This is an archived article that was published on sltrib.com in 2017, and information in the article may be outdated. It is provided only for personal research purposes and may not be reprinted.

As a Republican, I am proud of my GOP's heritage of conservation and disappointed by its recent performance. The GOP from its very beginning with our first president, Abraham Lincoln, through the early '70s with President Richard Nixon, took the lead in environmental and conservation issues.

Lincoln's work with Yosemite, followed by Ulysses S. Grant's establishment of Yellowstone as our first national park, got the GOP started as a conservation powerhouse. President Theodore Roosevelt amplified these efforts, becoming the president most identified with conservation. Nixon and other important Republican members of Congress in the late '60s and early '70s are are the most recent, but often overlooked, champions of environmental protection, establishing the EPA, ESA, Clean Water/Air Acts and more.

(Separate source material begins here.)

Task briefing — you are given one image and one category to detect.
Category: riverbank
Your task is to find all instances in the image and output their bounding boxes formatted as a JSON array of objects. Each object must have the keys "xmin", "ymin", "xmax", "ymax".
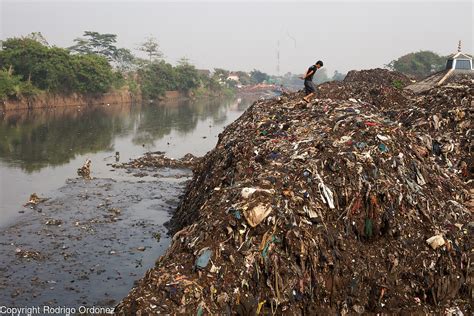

I am calling on our Republican leaders to take back our GOP heritage of leadership on conservation issues.

A great first step would be for our congressional delegation to declare that President Barack Obama's declaration of Bears Ears National Monument, at 1.3 million acres, to have been a weak compromise. Then demand that its borders be expanded to the original 1.9 million acres or more to begin to re-establish the GOP as the conservation leader.